Im Mai hatte ich ein sehr seltsames Erlebnis. Ich weiß noch immer noch nicht, was ich da eigentlich gesehen habe.

Ich legte mich mittags ein wenig hin, weil ich Unterleibschmerzen hatte. Dabei dachte ich an luzide Träume und Atsralreisen, um es hervorzurufen. Irgendwann schlief ich ein, und wachte nach vielleicht einer Stunde wieder auf. Dabei befand ich mich im Schwigungszustand (dabei nimmt man ein starkes Vibrieren im Körper wahr, hinzu kommen oft noch Geräusche wie Tosen, Summen, etc, ein Symptom für bevorstehende außerkörperliche Erfahrungen).

Ich versuchte nun mein Bewusstsein von meinem Körper wegzubewegen und stellte mir, ich würde ich die Kühe gehen, oder fliegen. Ich stellte sie mir dazu vor, wie ich das fenster sehe und die Schränke. Dann aber da ich etwas anderes vor meinen Augenlidern auftauchen: Eine reihe weißer Türen in einer Wand, vielleicht fünf davon.

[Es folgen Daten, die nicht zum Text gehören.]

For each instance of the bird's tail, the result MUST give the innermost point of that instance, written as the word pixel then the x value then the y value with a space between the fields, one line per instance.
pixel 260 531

Ich dachte erst es wäre soetwas wie ein Nachbild, das entsteht, wenn man lange auf einen hellen Gegenstand guckt, und das Bild noch eine Weile im Auge oder auf anderen Flächen nachwirkt. Aber ich konnte mir die Türen einzeln anschauen und meinen Blick entlang der Wand führen, ohne dass die Wand sich mitbewegt, wie es bei einem Nachbild der Fall wäre. Ich spürteweiterhin, wie ich im Bett lag, und trotzdem waren da diese Türen.

Nach einer Minute verschwanden aber die Türen zusammen mit dem Schwigungszustand, und wurden kleiner, als ob sie sich entfernen.

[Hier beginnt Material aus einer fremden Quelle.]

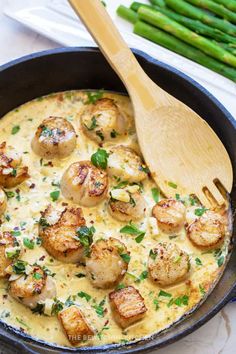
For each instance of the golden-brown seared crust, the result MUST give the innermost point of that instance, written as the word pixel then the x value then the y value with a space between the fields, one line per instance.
pixel 11 171
pixel 75 325
pixel 84 183
pixel 3 201
pixel 54 137
pixel 102 120
pixel 168 264
pixel 208 231
pixel 170 215
pixel 127 306
pixel 125 163
pixel 105 266
pixel 132 210
pixel 29 285
pixel 6 241
pixel 58 231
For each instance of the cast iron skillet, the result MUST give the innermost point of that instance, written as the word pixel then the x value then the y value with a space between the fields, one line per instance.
pixel 85 68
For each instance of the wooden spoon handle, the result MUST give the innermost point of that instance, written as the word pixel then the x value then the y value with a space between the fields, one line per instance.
pixel 98 22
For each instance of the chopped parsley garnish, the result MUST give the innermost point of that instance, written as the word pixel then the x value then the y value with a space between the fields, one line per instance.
pixel 132 229
pixel 37 276
pixel 15 129
pixel 15 233
pixel 57 306
pixel 156 303
pixel 125 257
pixel 142 276
pixel 43 223
pixel 202 290
pixel 92 97
pixel 19 267
pixel 38 309
pixel 172 185
pixel 200 211
pixel 99 159
pixel 99 308
pixel 155 194
pixel 152 254
pixel 84 295
pixel 93 124
pixel 85 237
pixel 54 195
pixel 28 243
pixel 46 132
pixel 114 134
pixel 198 261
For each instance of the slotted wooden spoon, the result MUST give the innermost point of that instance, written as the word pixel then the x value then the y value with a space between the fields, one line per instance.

Wohin die Türen wohl geführt haben...?

21.9.12 15:14, kommentieren

Ein erstes Mal luzid

Meinen ersten luziden Traum hatte - soweit ich mich erinnern konnte - mit acht oder neun Jahren. Damals war der Horrofilm "Chucky die Mörderpuppe" sehr bekannt und ich hatte Angst vor dieser Puppe, ohne den Film je gesehen zu haben.

Ich hatte also einen Albtraum, in dem mich eine Hand der Puppe mit einem Messer verfolgte. Ich rannte durch ein Treppenhaus hinunter um zu fliehen, als mir plötzlich bewusst wurde, dass ich träumte. Mein erster Gedanke war, dass ich meinen Traum nun beeinflussen könne, und ich wollte unbedingt aufwachen aus diesem Albtraum. So rannte ich auf die Straße und 'wünschte' mir einen Laster, der mich überfahren konnte, um aufzuwachen. Damals wusste ich schon: Wenn man im Traum stirbt, wacht man auf. Und das funktionierte auch und ich hatte das Gefühl, das Traumszenario zerfiel in Dunkelheit und ich schwebte sanft in mein Bett zurck.

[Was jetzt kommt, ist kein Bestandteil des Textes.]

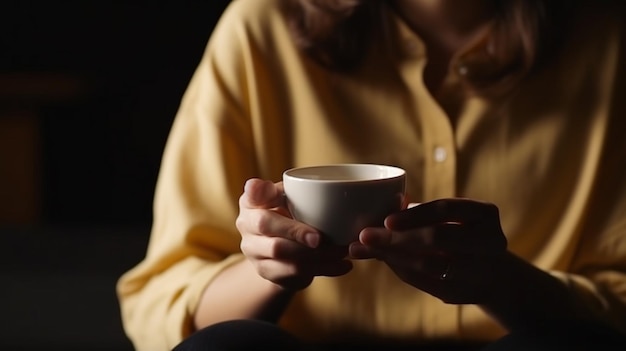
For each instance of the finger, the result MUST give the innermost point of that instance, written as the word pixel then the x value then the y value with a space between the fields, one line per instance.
pixel 359 251
pixel 260 193
pixel 264 247
pixel 269 223
pixel 446 237
pixel 443 211
pixel 291 273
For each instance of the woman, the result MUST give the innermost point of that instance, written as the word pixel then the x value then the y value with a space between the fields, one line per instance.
pixel 506 116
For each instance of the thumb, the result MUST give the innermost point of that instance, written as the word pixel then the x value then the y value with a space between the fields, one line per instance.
pixel 259 193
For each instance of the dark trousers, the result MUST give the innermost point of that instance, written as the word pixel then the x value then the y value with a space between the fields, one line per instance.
pixel 241 335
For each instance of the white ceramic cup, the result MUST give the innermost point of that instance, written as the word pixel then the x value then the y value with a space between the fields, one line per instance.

Die Jahre danach hatte ich einige spontane luzide Träume, doch meistens wachte ich sofort auf, sobald ich mir dessen bewusst wurde. Es brauchte ein wenig Übung, um die Träume länger als zwei Sekunden stabil zu halten und sie sogar zu kontrollieren.

Da eröffnete sich eine neue Welt.

21.9.12 12:57, kommentieren

Mein Erfahrungsbericht

Meinen ersten luziden Traum hatte ich schon als Kind und schon bald haben mich luzide Träume, außerkörperliche Erfahrungen und alles was dazwischen liegt, interessiert. Mindestens seit 'Inception' gibt es kaum jemanden, der nicht weiß, was ein luzider Traum ist, und auch wenn dieser Film viel Fiktion enthält, so ist das, was man mit Träumen erleben kann, nicht weniger aufregend.

Hier möchte ich meine Erfahrungen niederschreiben, und da ich Illustratorin bin, vielleicht auch das ein oder andere Erlebnis malen.